Elements of the Option Contract

January 21, 2009 · Posted in Contracts · Comments Off 

Options typically contain the following elements:
● Period. The purchase option gives the buyer a limited time period to exercise the option’s purchase rights. The period is negotiable and can last from a few hours to a several years.
● Option fee. To obtain the option, the buyer usually pays a fee. If the buyer does not exercise the purchase option, the seller will keep that fee. The option fee is often applied toward the purchase price if the buyer does decide to exercise the purchase option.
● Pre-determined price. It is to the buyer’s and sometimes the seller’s advantage to set the price. With longer term options (3+ years), the option may include an index that allows the seller to adjust the price higher according to inflation or market changes.
● Exit clause; and first right of refusal. Some options may give the seller an exit clause, should the seller find a different, more attractive buyer. Such a termination clause may require the seller to return the option fee with interest and penalties. Whenever the option does contain an exit clause, the buyer should try to negotiate a first right of refusal, whereby the buyer can immediately exercise his purchase option to negate the exit clause.
● Legal instrument. The option is a legally binding instrument. The buyer should make sure that it is notarized and recorded with county. Recording the option will establish an encumbrance on the property, warning all other buyers that the current owner is prohibited or restricted from selling the property without first notifying the option buyer.
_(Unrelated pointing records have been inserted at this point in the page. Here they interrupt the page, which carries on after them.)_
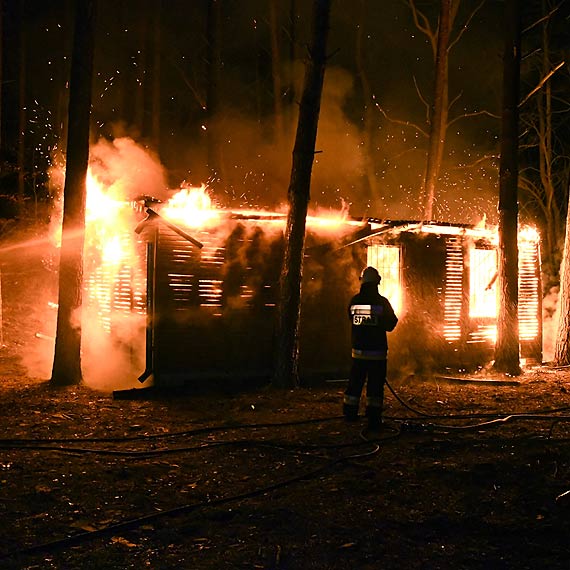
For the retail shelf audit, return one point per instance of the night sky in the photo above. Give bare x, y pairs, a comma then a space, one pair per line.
397, 60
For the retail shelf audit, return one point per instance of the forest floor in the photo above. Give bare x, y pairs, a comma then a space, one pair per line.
468, 473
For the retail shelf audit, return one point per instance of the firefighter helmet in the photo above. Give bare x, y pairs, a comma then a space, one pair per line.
370, 275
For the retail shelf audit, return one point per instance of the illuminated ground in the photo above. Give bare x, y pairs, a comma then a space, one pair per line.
189, 481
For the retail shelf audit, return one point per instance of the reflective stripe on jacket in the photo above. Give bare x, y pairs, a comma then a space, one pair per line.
371, 316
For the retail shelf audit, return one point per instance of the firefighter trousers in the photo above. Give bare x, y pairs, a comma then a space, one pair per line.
373, 374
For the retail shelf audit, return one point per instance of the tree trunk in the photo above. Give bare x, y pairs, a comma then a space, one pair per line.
22, 112
286, 365
213, 39
156, 83
562, 347
507, 347
439, 110
67, 359
1, 67
370, 125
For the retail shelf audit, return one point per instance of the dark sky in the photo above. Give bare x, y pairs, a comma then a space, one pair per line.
398, 63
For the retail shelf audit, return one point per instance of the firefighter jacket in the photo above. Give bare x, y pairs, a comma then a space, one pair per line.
371, 316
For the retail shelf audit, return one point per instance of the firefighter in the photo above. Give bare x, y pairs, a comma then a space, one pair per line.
371, 316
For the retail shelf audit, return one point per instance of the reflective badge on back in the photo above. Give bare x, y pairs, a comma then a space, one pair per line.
366, 315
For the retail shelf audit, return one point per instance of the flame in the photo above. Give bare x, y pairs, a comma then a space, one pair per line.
192, 206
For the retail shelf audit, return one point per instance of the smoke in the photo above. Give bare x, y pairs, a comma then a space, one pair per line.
112, 361
127, 170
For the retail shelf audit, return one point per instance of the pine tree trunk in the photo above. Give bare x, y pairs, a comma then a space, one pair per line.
439, 111
286, 365
1, 66
276, 71
370, 125
22, 112
507, 348
213, 32
67, 359
562, 347
156, 76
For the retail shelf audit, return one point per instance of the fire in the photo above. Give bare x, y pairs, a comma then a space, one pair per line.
191, 206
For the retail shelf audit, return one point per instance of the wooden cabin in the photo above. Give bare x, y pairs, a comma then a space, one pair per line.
210, 296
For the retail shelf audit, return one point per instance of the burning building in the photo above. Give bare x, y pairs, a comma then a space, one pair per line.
200, 286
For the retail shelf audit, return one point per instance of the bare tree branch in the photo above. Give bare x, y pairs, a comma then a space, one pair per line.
545, 17
422, 98
423, 24
466, 25
542, 82
473, 114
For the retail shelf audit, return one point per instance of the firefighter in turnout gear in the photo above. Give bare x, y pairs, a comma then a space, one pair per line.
371, 316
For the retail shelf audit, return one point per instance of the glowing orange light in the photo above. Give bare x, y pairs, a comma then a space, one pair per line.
192, 207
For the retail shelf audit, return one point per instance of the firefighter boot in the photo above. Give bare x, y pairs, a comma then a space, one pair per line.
350, 412
374, 416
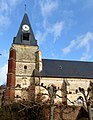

Perhaps the best advantage that options offer is that many lenders allow the investor to exercise the purchase option and acquire the property with a refinance loan, instead of a purchase loan. The refinance loan approach allows the investor to use the property’s value rather than the purchase price. The main requirement is that the purchase option be at least 12 months old; and many lenders require that the option be legally recorded for at least 12 months.
Example: Option purchase
Donna sees an undervalued property that the seller is considering selling, but has had no serious takers. Donna offers the seller $5,000 for a purchase option with a term of three years and a fixed price of $100,000. If Donna were to buy the property now, the best loan she could qualify for would be an 80% LTV loan—$80,000. After one year, Donna can still only get an $80,000 loan. But now she is able to appraise the property for its full market value of
$140,000; and 80% of that appraised value is $112,000-more than enough to pay off the seller completely.